The hypocrisy of Biden's position

"You have to remember President Biden himself used to lead these negotiations in 2009 and 2011. He was with the Senate then, of course, and he called the negotiations a normal process," House Republican Mike Johnson said on Washington Watch. "In 2011, he said 'You have to have a compromise. You can't go in with the 'my way or highway' approach.'

"Of course, that's exactly what he's projecting right now. It's terribly hypocritical but more importantly than that, it's dangerous. The president has to negotiate with us. The House has done its job, and we need him to come to the table."

In addition to record-high inflation, Biden policies have led to supply-chain shortages and instability in the banking system, Johnson said.

As Biden holds his ground, he's flat-out lying – according to Johnson – when he says House Republicans want to cut veteran benefits.

"He made that up out of thin air … and to his credit, Speaker McCarthy called the president on it in the Oval Office and said, 'Mr. President, that is a lie. Show me the language in the bill.' It doesn't exist. Of course, the president himself hasn't seen the bill. He's reading some talking points somebody handed him," Johnson said.

Biden's lifetime in government – a career that touches parts of six decades – has been spent in negotiation. The fact that he refuses to negotiate now is an untenable position, Clyde said.
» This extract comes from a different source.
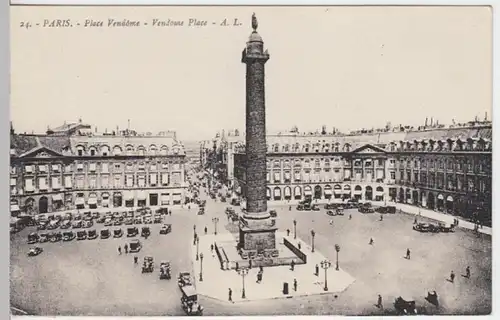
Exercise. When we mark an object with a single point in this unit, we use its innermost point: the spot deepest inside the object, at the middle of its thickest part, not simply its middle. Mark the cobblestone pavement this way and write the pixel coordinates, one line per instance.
(90, 278)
"I think they're going to push it to the very end, but they don't have to. They could do the right thing for the American people this very week," said the Georgia Republican. "We know there's not going to be a blind debt ceiling increase. That's not going to go through the Senate, it's not going to go through the House. The president just needs to understand that and negotiate with Speaker McCarthy."